On the topic of movies of the last year, I was appalled that True Grit was so totally snubbed at the Oscars. I loved that movie - beautiful, subtle atmosphere; smart, snappy writing; some of the most brilliantly deadpan performances I've ever seen in a motion picture; and this underlying sweetness that I can't even try to describe. Strongly recommend, if you haven't seen it yet.
Other randomness: I treated myself to
this kick-ass skirt from J. Peterman, because my tax refund was more than I expected. It is cute and River-esque
Cheri gave us a freezer's worth of steaks, chicken, burgers, &c for Christmas, and it's really helped me get less terrified of cooking. I've whipped up some pretty good marinades out of whatever I happened to have in the house at the time. To steal a phrase from
jadealiya - "Take that cooking. We will never be friends, but I am pleased with our current tasty alliance."
The Game of Thrones series on HBO approaches, and it looks
so pretty. Also obviously psyched about the hopefully final date we have for Dance With Dragons. And to round out nerdy things for the near future, DA2 comes out next week.
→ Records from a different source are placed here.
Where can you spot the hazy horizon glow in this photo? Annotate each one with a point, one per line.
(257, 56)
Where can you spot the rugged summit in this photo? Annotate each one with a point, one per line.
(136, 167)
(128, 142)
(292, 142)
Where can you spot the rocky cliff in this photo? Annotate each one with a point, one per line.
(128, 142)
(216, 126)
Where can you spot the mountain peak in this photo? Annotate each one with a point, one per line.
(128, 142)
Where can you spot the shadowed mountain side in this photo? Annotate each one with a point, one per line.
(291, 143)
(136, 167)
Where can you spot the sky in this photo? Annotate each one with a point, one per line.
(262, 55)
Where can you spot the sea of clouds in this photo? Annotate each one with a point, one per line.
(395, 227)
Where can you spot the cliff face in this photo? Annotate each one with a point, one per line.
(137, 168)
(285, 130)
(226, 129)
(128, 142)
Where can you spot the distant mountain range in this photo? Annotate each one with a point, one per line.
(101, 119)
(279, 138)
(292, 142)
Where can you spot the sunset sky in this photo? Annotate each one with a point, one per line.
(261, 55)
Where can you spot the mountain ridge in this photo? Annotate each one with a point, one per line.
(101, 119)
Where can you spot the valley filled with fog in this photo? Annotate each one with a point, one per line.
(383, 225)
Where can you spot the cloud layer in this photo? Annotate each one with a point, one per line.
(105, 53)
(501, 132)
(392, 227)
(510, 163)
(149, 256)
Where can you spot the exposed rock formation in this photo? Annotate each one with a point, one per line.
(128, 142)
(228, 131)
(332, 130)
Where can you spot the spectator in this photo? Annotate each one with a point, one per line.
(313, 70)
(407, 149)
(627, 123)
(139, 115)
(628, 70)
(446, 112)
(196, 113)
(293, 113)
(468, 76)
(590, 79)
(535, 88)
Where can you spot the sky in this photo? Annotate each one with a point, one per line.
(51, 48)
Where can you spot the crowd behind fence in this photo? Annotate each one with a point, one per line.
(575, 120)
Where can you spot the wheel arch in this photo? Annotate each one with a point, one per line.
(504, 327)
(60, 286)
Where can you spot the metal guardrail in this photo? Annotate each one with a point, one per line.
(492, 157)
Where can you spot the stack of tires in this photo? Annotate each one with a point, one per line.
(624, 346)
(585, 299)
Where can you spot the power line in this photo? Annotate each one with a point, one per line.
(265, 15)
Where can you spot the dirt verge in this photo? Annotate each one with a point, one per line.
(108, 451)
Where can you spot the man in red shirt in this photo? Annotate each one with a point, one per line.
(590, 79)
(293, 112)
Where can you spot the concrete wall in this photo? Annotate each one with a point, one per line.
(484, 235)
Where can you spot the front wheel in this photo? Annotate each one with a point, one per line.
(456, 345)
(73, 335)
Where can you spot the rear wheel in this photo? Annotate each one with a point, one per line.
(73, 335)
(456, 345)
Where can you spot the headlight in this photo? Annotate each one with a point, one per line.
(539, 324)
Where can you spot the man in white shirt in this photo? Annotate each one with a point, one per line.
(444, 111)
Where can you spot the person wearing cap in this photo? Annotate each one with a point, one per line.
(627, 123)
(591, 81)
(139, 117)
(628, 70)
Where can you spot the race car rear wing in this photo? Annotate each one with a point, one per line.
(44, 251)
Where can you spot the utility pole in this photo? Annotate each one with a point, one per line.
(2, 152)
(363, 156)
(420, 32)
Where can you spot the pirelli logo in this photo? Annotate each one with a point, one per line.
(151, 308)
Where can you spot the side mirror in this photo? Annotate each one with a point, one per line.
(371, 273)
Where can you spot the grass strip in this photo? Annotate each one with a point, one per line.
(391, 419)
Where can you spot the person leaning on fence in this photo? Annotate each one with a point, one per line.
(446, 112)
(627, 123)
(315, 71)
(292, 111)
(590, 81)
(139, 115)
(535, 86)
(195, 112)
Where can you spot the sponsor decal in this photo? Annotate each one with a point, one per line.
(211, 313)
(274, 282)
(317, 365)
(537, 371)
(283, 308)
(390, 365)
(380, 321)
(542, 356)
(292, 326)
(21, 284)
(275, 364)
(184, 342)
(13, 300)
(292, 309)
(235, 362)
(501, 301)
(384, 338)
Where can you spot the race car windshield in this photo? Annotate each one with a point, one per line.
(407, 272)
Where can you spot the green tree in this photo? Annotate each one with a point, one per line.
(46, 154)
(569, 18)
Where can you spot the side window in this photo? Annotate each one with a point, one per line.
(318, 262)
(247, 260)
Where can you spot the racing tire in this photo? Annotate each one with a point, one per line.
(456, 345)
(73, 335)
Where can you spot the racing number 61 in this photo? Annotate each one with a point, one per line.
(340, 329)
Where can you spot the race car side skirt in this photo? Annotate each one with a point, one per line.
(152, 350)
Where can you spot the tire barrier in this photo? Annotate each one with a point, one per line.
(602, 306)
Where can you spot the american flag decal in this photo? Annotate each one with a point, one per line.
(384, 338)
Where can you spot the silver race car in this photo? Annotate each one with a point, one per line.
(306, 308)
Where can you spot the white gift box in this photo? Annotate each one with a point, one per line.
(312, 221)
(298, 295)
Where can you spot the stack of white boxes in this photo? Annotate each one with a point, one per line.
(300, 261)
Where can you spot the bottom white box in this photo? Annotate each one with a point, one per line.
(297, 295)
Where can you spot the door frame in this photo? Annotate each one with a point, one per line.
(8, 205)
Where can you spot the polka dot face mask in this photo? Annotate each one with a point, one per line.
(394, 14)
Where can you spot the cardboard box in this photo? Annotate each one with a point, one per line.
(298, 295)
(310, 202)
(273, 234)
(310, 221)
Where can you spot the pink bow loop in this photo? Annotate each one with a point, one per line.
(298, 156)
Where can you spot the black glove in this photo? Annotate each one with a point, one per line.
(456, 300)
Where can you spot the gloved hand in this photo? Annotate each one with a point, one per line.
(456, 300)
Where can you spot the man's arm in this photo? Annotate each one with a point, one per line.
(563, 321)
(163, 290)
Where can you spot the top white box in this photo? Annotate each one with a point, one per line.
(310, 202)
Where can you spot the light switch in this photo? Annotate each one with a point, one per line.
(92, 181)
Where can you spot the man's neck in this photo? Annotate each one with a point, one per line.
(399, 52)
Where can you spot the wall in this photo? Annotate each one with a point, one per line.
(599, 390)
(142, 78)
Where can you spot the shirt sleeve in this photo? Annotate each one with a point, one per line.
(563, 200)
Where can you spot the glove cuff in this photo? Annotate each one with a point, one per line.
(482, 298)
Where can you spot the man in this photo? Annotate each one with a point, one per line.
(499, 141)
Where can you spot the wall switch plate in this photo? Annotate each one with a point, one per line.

Eee!
Going down to Maryland next weekend, and I can't wait; it's been far too long.
I need to schedule more time with my sister, on account of she's an awesome person.
The ongoing courtship of a certain Frenchie and a certain DK is a constant delight for me. *waves the 'shippy flag*
I love my boyfriend, who is currently asleep and cute.
Inch by inch, I think I'm becoming an adult, and that prospect is not as stupid and scary as it used to be.